The commission cannot have endeared itself to Gautreaux in 2004 when he was ordered to forfeit a purse after his horse won a race at Louisiana Downs but was found to have illegal levels of anti-inflammatory drugs in its system. If he has any objections to the commission, save for its irritating enforcement of the rules of racing, he has yet to expound on them.

Gautreaux’s remarks came after a Senate committee, of which he is a member, had overturned a Racing Commission decision to adopt rules restricting drug use that already apply in every other major racing state. The commission had, in fact, endorsed those rules as an emergency measure, without meeting the statutory requirement to explain what the emergency was, so the committee had a handy pretext to throw them out.

Gautreaux and his colleagues thus handed a victory to Sean Alfortish, president of the Horsemen’s Benevolent and Protective Association, who, while not making any mention of Nazis, had argued the Racing Commission was being high-handed and over hasty.

Some of Alfortish’s members in Louisiana complained the enhanced testing and security required in the rules would make life inconvenient. The national HBPA, however, is a member of the national consortium that drew them up.

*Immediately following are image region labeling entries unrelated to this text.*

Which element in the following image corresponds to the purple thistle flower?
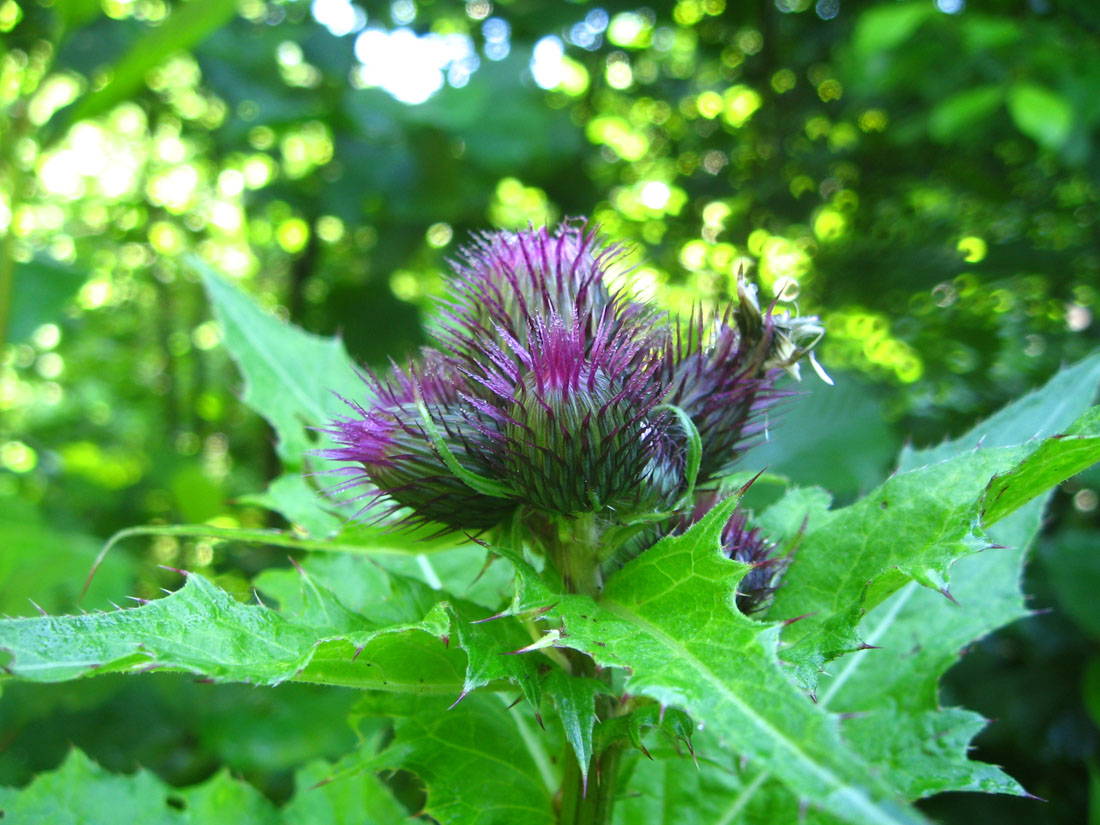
[322,222,827,536]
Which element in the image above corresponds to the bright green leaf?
[1009,83,1074,150]
[345,694,557,825]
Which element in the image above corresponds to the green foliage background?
[0,0,1100,823]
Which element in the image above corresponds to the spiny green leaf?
[506,498,923,825]
[0,573,463,693]
[343,694,557,825]
[762,414,1100,689]
[188,256,356,468]
[0,748,281,825]
[547,657,611,789]
[774,356,1100,799]
[898,352,1100,473]
[0,749,408,825]
[281,762,408,825]
[613,737,756,825]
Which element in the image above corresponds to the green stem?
[0,103,29,355]
[552,514,622,825]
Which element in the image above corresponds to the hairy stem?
[553,514,622,825]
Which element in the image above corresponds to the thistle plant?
[321,223,822,594]
[0,222,1100,825]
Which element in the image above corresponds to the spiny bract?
[323,221,821,563]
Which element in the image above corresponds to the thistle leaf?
[506,498,924,825]
[0,557,530,701]
[0,748,407,825]
[187,256,365,469]
[340,693,557,825]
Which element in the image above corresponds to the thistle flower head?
[325,223,827,536]
[673,493,793,615]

Alfortish said after the hearing he hoped Jindal, whose election campaign he had supported, would remove some of the peskier members of the commission. Alfortish had often crossed swords with lawyer Russ Herman, a Gardiner ally, and was delighted when he was among the commissioners Jindal declined to reappoint.

Jindal’s Racing Commission will now consider whether to adopt the drug rules, although not, presumably, as an emergency measure, so it will probably be next year before the requisite public hearings can be completed.

Louisiana can hardly afford to be out of step with the rest of the country and risk appearing a haven for doped-up horses. A cloud already hangs over the racing game here, with the feds investigating allegations that money has been misappropriated from the HBPA under Alfortish’s stewardship and that its board elections earlier this year were rigged.

Alfortish insists he will be exonerated. Still, Louisiana racing needs all the integrity it can get right now, which means the drug rules must be beefed up and Gardiner left where he is.

To declare a personal interest, I own a share in a thoroughbred that is expected to run at the Fair Grounds.